Kindred is instead the story of Dana, a black woman married to a white man in 1976, who keeps traveling back to the nineteenth century at moments that allow her to save the life of her white, slave-owning ancestor Rufus.

I read the first thirty-some pages on Monday, another forty-some pages on Tuesday, and the rest of the book in one sitting yesterday, a sitting where I kept thinking, "At the next section break, I'll get up and do my weight lifting," but didn't. That's a pretty good sign that it's an engrossing, compelling story.

I have this idea in my head that Octavia Butler is a Serious Writer who deals with Serious Issues, which she does. The book clearly tackles both the issue of white slave owners fathering children with their black slaves via rape and the issue of how easily people adapt to their circumstances, even if those circumstances mean they become slaves. The Serious Issue that seemed hinted at but not directly addressed is how their time in the past changes Dana and Kevin's relationship in the present of 1976.

Some of the dialogue is a little stilted, and not the nineteenth-century dialogue, either, but the 1976 dialogue. I suspect most of that is simply the formula of writing in the 70s (I can't remember the last time I read a non-children's book written before 1990, so I don't really have anything to compare it to), but there's at least one spot where the message is showing a little too clearly.
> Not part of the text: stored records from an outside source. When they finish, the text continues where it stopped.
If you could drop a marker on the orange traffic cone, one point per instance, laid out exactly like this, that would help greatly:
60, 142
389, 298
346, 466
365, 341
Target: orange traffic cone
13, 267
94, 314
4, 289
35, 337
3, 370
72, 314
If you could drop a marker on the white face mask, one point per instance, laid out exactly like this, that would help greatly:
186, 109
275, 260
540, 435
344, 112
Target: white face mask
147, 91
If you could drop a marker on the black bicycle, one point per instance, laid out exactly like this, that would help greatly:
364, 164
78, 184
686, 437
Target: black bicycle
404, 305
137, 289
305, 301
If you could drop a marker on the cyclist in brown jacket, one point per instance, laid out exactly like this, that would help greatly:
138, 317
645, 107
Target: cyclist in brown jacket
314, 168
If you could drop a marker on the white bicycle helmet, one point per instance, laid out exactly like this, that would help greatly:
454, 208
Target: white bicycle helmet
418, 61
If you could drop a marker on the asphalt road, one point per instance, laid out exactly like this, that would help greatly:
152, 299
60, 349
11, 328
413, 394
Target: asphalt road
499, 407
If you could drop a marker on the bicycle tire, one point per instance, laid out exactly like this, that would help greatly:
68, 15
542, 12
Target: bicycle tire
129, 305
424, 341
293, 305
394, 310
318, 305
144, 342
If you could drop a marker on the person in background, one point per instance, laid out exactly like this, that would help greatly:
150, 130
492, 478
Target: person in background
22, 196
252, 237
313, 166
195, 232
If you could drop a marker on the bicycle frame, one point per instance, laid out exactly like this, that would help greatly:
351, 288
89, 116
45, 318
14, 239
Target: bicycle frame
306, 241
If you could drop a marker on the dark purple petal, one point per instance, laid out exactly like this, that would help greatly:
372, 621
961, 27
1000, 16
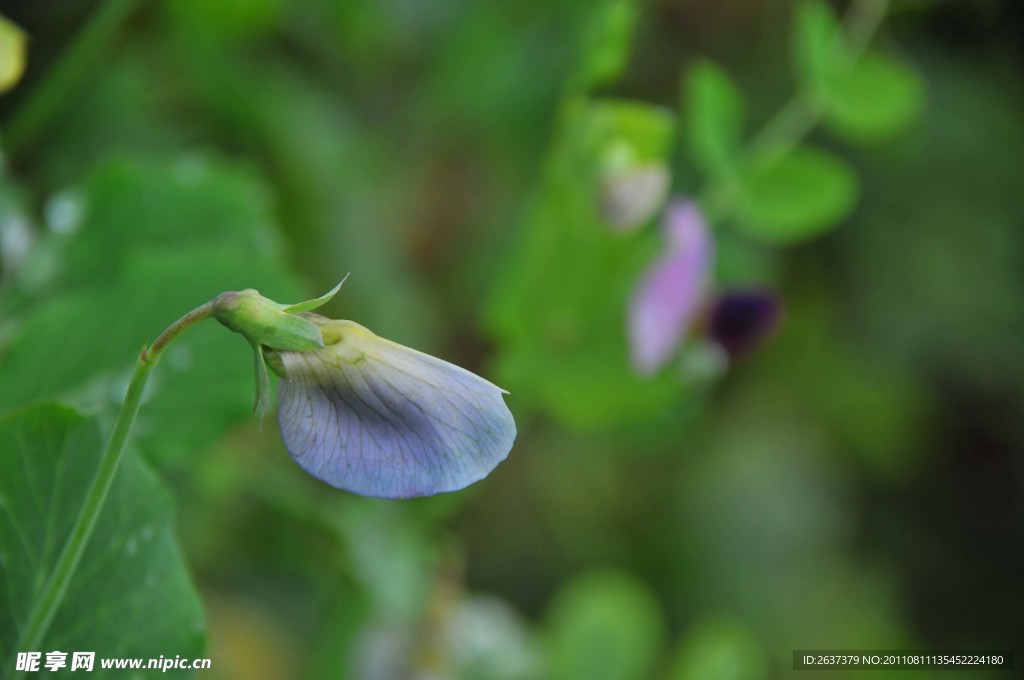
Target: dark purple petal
672, 290
739, 321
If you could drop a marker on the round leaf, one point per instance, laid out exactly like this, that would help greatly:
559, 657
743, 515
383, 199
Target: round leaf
604, 626
794, 197
876, 98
In terms of broadening my experience of the world, I have to admit that I had a hard time really accepting how easily Dana adapted to being a slave. I'm not sure how much of this is the writing not pulling me far enough into her head and how much of it is my white privilege that means I've never had to think about what it would be like to be a slave, which is clearly something Dana lives with even before her time travel experiences. I was skimming Racialicious earlier today, and in recounting a discussion about BDSM race play, Andrea Plaid says, "Personally, I think of race play and, yeah, I feel the body memories of slavery, too," which makes me more convinced it's my white privilege showing.

Date: 2009-04-10 07:33 pm (UTC)
From: [identity profile] jacquez.livejournal.com
I will say that PotT seeming issue-hammery may have more to do with me and my belief system than with Butler's writing. :)

Date: 2009-04-10 10:13 pm (UTC)
From: [identity profile] jacquez.livejournal.com
I'm an atheist humanist with Serious Issues with organized religion. (But I repeat myself!) Parable of the Talents deals partially with the clash of competing belief systems, and how different organized religions (including the fictional one invented by the protagonist of the earlier book, Parable of the Sower) function and cope.

The whole thing gave me mental hives in a weird way that I am not sure I can explain without spoiling the book!

Date: 2009-04-12 03:33 am (UTC)
From: [identity profile] jacquez.livejournal.com
Definitely start with the first book in the series!